È vero, i morti sono quasi tutti anziani. Ma sono soprattutto i giovani le vere vittime di una pandemia giunta al terzo anno; e non solo perché il contagio riguarda anche loro. Giovani che a lungo non hanno potuto andare a scuola e nelle prossime settimane faticheranno a potervi andare. Che hanno dovuto rinunciare a incontri, amicizie, amori, viaggi, opportunità, in una parola: vita. Che faticano a trovare stage (loro direbbero internship), esperienze, occasioni di formazione e di lavoro. Che non possono programmare nulla, tanto meno un’unione, una famiglia, un’idea di maternità e paternità di cui giustamente hanno parlato due ottuagenari come Mattarella e il Papa. È proprio per i bambini, gli adolescenti, i ventenni che noi over 50 siamo chiamati a questo sforzo. Perché alle giovani generazioni non possiamo lasciare solo debiti, telefonini e disuguaglianze quali non si sono mai viste nella storia.
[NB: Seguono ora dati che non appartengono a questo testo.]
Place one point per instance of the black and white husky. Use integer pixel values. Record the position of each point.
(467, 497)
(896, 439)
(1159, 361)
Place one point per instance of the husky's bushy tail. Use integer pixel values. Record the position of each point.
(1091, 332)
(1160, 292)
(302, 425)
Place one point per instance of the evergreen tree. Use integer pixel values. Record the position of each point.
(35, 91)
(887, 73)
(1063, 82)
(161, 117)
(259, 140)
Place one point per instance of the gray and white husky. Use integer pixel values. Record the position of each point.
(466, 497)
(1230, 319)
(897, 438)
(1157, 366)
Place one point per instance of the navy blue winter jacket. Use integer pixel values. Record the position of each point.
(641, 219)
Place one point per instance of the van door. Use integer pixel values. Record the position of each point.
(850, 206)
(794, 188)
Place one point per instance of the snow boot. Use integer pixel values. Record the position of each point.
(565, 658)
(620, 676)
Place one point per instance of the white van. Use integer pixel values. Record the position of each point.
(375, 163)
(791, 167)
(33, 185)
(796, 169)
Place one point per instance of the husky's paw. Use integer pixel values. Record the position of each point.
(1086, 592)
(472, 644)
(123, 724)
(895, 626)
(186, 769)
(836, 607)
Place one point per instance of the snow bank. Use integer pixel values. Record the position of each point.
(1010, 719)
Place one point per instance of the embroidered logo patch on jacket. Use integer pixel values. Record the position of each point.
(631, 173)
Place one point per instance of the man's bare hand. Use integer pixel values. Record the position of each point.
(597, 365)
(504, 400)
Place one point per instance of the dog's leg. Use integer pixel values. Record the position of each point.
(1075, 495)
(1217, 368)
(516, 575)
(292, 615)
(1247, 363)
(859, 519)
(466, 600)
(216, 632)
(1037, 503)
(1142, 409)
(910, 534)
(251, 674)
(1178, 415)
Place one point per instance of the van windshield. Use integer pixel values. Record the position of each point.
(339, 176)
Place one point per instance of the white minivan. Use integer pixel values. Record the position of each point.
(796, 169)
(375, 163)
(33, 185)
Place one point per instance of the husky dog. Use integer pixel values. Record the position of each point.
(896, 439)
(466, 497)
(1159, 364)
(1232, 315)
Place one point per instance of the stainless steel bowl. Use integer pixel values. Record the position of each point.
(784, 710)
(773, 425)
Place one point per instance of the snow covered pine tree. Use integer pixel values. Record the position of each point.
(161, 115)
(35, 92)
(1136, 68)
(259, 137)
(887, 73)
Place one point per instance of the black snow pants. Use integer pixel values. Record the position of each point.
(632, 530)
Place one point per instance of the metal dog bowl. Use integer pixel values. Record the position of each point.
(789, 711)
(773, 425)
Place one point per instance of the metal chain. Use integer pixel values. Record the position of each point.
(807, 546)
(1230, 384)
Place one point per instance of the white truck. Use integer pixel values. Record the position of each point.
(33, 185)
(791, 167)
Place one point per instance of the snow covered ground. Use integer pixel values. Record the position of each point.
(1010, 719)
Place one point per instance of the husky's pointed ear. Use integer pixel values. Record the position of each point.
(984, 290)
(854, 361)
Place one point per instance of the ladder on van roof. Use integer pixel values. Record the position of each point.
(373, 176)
Non nascondiamocelo: ci attendono due mesi durissimi. Continuiamo a ripetere come un mantra tranquillizzante che omicron, variante blanda, rappresenta l’inizio della fine per il virus. Magari il mantra si rivelerà corretto. Ma se anche — come tutto lascia prevedere — una parte infima dei contagiati di questi giorni finirà in ospedale, sarà sufficiente a mandare in tilt il sistema. Tutti, non soltanto medici e infermieri ma lavoratori del commercio, dei trasporti, della logistica, della scuola, della sicurezza e pure dell’informazione, saremo chiamati a fare il nostro dovere in circostanze mai sperimentate prima. Davvero è il momento di superare le discussioni sterili sui vaccini, di lasciare i narcisi del tennis e dell’accademia (o dell’arcadia) al loro destino, e di assumerci ognuno la propria responsabilità, facendo prevalere il «noi» sull’«io», conquistando la consapevolezza che la pandemia finirà per tutti o per nessuno.


Vale anche per la politica, per il presidente del Consiglio, per i leader dei partiti che lo sostengono.